Moving to the cosy detective
I believe that amongst the plethora of genres within crime fiction, there are two major divisions. There's the detective story which is slightly removed from reality - the country house murders of the golden age of detective fiction, the genteel criminals of Alexander McCall Smith, the cerebral detective (Morse, Maigret). All of these stories however intriguing they may be, and however realistic in many ways, are removed from the full horror of crime - the victim is often a fairly unsympathetic character, so no reader empathy called for here - the murderer will always be caught, or will at least come to a sticky end, the world thrown into chaos by the crime will be restored, and we can confidently hope that the survivors will all live happily ever after. In many ways this style of fiction is not unrelated to the "cosy catastrophe" of science fiction where, however bad, the apocalypse, the survivors will come smiling through at the end.
Set against this is the more realistic school of detective fiction. Events within these volumes may be as fantastical as those in the cosy detective version, but here there is more emphasis on the blood and gore of crime, the less than genteel detectives, the psychology of the murderer, an attempt to make the reader think that this is really what it is like to be a detective/murderer - in many of these novels there is a tension that suggests that just occasionally criminals do get away with their crimes, that order may not be totally restored. These kind of novels are exemplified by Nordic noir, the hard-boiled detectives of Chandler and Ellroy, and the pathologist fiction of Kathy Reichs and Patricia Cornwell.
Occasionally one novel may move between the two schools, although it will always be most firmly based in one or the other. Even more rarely an author may move from one school to another, and this is what I believe is happening with Kathy Reichs.
Her earlier novels felt breathtakingly realistic, intense, scary, and with an eye for verisimilitude. But as the series has progressed she seems to have moved further away from this. This is certainly true of Mortal Remains (published in the US as Spider bones) When a body is discovered in unusual circumstances near the Canadian/US border, Temperance Brennan is called in to investigate - the body turns out to be that of a former US soldier.....who is supposed to have died 40 years previously in Vietnam. As bodies proliferate Brennan and Ryan have to sort out who's meant to be buried where, while keeping their warring daughters apart on what should be an idyllic trip (except for the bodies and sharks) to Hawaii.
There's lots to recommend in this book. Basic storyline is good, and there's some interesting content on the work of JPAC an organization that works to bring missing US servicemen home. Originally set up to return both POWs and dead servicemen, it now primarily focuses on finding and repatriating the bodies of American military from any theatre of war in which the US lost men over the last 100 years. [Query - was intrigued to discover that there are still a number of missing servicemen from the Cold War - this does not include the Korean or Vietnam wars - so where exactly are they missing from?]
However there are lots of problems too - the body count and coincidences are just not believable, characters are part-developed and then dropped, other characters are developed in ways that don't feel convincing.

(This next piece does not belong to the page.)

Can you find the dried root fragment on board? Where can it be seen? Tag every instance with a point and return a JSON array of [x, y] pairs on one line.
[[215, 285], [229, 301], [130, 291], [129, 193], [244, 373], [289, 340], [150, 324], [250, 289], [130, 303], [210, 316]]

It just didn't quite work. Tempe was back to nearer her normal Reichs self rather than her Bones version (see earlier post), but Ryan had completely morphed into his Booth counterpart of the TV series. Don't get me wrong - I love David Boreanaz' portrayal of Booth, but it has always been a very different animal to Kathy Reichs' Ryan. To me the books have always been from the "realistic" school of detective fiction, while Bones although sometimes dealing with gruesome subject matter has been nearer the cosy detective strand. Now unfortunately they seem to have merged, with the cosier side taking over. I have a slight preferance for the cosy detective story, but for this series I feel it doesn't really work, I'd rather like the old Brennan and Ryan back.
It's an enjoyable light read, but for Kathy Reichs at her best take a look at some of the earlier volumes in the series.